Лера подняла глаза. Молодое лицо под какой-то необычной каской, губы совсем детские – какой красивый…
– Не могу, – сказала она. – Правда, не могу, не шевелятся.
Парень легонько сжал свободной рукой одновременно оба ее запястья – и, вскрикнув от боли, Лера разжала пальцы.
– Ну вот, извини, – сказал он. – Леш, подыми девушку!
Кто-то подхватил Леру сзади под мышки и поставил на ноги, придерживая за плечи, чтобы она не упала. Взглянув себе под ноги, она поняла: то мягкое, на чем она лежала, был труп Пети.
Лера почувствовала, как тошнота подкатывает к горлу. Дырка чернела посередине Петиного лба, голова плавала в луже крови.
«А я думала, это просто так говорят – «плавает в луже крови», – медленно подумала она.
Тот, первый, красивый парень осторожно делал что-то с гранатой в мертвой руке.
– Пошли, пошли. – Леша тихонько качнул ее за плечи. – Нечего тебе на это смотреть.
– Не взорвалось? – спросила Лера, не отводя глаз от черной дырки и от гранаты.
– Все в порядке, пошли, – повторил Леша. – Ты молодец, кончилось все.
Он снова подхватил Леру под мышки, легко поднял на полметра вверх и, перенеся через труп, передал другому парню – в такой же необычной каске, стоящему на улице у открытой двери автобуса.
С сухим потрескиванием осыпались разбитые стекла. Воздух после дождя был свеж и прохладен, голова у Леры кружилась, она не могла понять: в ушах у нее шумит или действительно шум стоит вокруг?
Пошатываясь, она пошла вперед, с трудом переставляя затекшие ноги.
Ей не верилось, что все кончилось, и она боялась оглянуться – как будто могла увидеть у себя за спиной черную яму вместо автобуса с разбитыми стеклами.
Все вокруг – мужчины в необычных касках, плачущие дети, «мигалки» на «Скорых», купола Василия Блаженного и Иван Великий в тусклом утреннем свете – казалось ей нереальным.

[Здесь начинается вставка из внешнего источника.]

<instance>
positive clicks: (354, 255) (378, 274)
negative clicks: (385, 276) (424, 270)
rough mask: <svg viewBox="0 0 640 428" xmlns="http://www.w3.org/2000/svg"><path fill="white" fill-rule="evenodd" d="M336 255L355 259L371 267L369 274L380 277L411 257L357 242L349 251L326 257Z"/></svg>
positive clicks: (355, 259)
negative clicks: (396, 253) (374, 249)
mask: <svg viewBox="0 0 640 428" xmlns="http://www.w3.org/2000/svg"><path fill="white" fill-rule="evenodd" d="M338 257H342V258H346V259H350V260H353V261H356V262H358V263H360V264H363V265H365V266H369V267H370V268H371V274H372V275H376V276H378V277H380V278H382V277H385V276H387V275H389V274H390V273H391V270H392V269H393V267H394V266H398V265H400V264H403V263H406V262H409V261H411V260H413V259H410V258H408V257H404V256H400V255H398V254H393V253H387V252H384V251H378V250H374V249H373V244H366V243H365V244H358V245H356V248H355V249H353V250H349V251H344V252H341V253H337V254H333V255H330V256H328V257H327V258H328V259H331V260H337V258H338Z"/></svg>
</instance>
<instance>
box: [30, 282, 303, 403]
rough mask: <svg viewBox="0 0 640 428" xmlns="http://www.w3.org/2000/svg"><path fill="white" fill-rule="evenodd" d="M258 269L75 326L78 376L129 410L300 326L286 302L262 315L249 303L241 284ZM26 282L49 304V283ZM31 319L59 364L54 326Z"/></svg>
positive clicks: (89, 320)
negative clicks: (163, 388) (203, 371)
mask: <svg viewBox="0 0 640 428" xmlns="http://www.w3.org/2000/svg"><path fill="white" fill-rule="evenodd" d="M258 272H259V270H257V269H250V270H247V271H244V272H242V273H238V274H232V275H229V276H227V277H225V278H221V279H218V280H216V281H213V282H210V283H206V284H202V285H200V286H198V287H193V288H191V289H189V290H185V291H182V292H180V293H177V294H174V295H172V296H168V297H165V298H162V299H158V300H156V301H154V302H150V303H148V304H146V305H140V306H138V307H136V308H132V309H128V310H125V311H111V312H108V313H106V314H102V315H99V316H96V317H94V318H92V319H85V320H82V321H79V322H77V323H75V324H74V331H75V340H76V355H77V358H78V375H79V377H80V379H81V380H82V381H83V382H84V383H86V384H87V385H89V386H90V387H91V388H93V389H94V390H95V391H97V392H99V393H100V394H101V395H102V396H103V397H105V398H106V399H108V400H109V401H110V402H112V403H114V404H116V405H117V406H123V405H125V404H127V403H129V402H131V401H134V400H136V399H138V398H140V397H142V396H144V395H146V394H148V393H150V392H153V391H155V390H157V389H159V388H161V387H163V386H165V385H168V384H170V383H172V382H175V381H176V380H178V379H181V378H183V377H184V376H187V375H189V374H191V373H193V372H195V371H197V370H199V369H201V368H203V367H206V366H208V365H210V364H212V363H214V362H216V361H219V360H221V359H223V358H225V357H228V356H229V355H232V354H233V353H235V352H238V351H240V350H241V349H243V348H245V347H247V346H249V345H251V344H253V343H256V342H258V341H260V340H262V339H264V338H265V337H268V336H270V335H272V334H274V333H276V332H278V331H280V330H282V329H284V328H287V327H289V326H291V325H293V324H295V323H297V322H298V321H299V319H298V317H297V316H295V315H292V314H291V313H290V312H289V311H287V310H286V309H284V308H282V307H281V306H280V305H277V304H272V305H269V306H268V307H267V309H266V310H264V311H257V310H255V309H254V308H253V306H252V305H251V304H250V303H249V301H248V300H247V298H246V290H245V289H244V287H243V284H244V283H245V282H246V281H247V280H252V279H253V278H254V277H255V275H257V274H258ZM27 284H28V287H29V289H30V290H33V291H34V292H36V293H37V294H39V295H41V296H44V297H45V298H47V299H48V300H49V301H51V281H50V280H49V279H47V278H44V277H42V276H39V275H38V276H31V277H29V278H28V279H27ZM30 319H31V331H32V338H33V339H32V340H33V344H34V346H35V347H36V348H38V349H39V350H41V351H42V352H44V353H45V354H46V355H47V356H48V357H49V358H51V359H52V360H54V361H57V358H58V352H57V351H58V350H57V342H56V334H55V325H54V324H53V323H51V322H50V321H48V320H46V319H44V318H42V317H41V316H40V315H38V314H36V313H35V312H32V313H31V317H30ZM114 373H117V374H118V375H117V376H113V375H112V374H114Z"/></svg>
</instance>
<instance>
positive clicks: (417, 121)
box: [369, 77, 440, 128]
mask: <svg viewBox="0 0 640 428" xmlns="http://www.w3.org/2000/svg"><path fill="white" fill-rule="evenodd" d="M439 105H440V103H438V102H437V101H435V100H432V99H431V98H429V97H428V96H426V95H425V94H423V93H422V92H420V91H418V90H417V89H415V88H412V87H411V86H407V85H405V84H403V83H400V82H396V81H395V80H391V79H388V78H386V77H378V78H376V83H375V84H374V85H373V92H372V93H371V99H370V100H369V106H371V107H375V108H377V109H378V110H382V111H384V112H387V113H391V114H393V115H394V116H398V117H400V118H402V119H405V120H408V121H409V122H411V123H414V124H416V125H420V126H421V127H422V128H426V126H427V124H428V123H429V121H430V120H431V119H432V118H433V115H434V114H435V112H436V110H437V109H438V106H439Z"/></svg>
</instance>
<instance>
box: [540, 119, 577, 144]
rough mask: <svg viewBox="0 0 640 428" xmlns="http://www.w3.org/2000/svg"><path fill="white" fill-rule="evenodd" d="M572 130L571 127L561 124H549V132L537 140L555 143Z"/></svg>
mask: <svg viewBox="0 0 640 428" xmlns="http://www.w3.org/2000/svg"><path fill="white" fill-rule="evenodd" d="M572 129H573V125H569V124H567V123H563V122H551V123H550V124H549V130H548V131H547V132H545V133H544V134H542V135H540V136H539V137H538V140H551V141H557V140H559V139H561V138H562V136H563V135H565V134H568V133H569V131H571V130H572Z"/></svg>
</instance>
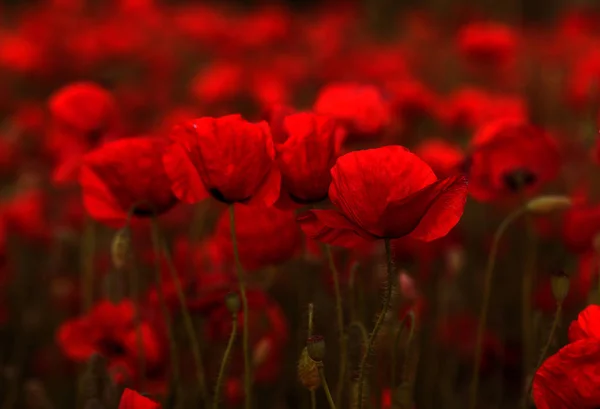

Или себя она чувствовала отдельной от реальности?
Лера не знала, куда идет и куда идти. И просто шла по все еще пустой улице туда, откуда – сто лет назад – пришла к одинокому автобусу.
«Вот и все, – стучало у нее в ушах в такт шагам. – И что теперь?»
Она подняла глаза и увидела Митю. Он стоял в двух шагах и смотрел на нее. Лера почувствовала, что не может больше идти, – и остановилась.
– Митя… – сказала она. – Митя, ты навсегда меня разлюбил?
– Ну и женщина, ну и тезка! – ахнул рядом знакомый голос. – Откуда вышла – и про что спрашивает?!